AfghanistanKampf gegen Taliban statt gegen Drogen
Die Zerstörung von Mohnfeldern durch US-Soldaten in Afghanistan hat in der Vergangenheit die Opiumbauern in die Arme der Taliban getrieben. Nun ändern die USA ihre Strategie.
Unter Eseldung und altem Heu haben Spezialisten der US-Drogenbekämpfungsbehörde DEA in einem afghanischen Stall eine Opiumwerkstatt entdeckt.

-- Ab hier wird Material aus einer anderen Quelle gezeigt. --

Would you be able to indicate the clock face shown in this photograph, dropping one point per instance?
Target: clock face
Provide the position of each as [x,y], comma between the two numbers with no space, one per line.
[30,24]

Das Gebäude liegt nahe der Stadt Mardschah, die sich im Zentrum der derzeitigen NATO-Offensive befindet. Der Besitzer muss sich aber keine Sorgen machen. Die US-Marineinfanteristen haben den Stall gemietet, ihn als Treibstofflager genutzt. Sie werden den Mann nicht der Justiz übergeben, sondern ihm Ende der Woche, wenn sie das Gebäude wieder verlassen, freundlich 600 Dollar Miete überreichen.
Der Fall zeigt, wie sich die Strategie der US-Streitkräfte verändert hat: Zwei Kilogramm Opium, fünf grosse Säcke mit Schlafmohn-Samen, Sicheln, Krüge und allerlei andere Utensilien sind nicht unbedingt ein Grund, jemanden ins Gefängnis zu werfen. Zu gross ist die Sorge des Westens, die örtlichen Bauern in die Hände der Taliban zu treiben. Und diese sind bei der derzeitigen Offensive das Ziel - alle anderen Wünsche müssen zurückstehen.
Kampf gegen Opium machte Bauern zu Taliban
Jahrelang hat die afghanische Regierung mit Unterstützung der USA versucht, die Mohnfelder zu vernichten, die als Rohstoff für die Opiumproduktion gebraucht werden. Doch dies hat immer wieder verarmte und aufgebrachte Bauern hervorgebracht, die schnell zum Sicherheitsrisiko wurden. Wenn ständig Militärkonvois in der Umgebung mit Sprengfallen angegriffen werden, haben die Drogenbekämpfer kein Interesse, durch eine harte Politik den Taliban zusätzliche Anhänger zu bescheren, die noch mehr Bomben bauen und Überfälle planen.
Mittlerweile werden die Opiumbauern in Ruhe gelassen, obwohl Afghanistan für weltweit 90 Prozent der Heroinherstellung verantwortlich ist. Allein in der Provinz Helmand wird fast die Hälfte davon angebaut. Eigentlich hätte auch nach der neuen Strategie der Besitzer des Stalls bestraft werden müssen. Offiziell soll zumindest gegen Heroin-Schmuggler und Labors vorgegangen werden. Doch für die US-Streitkräfte und die Drogenbehörde am Ort ist das eine Abwägungssache.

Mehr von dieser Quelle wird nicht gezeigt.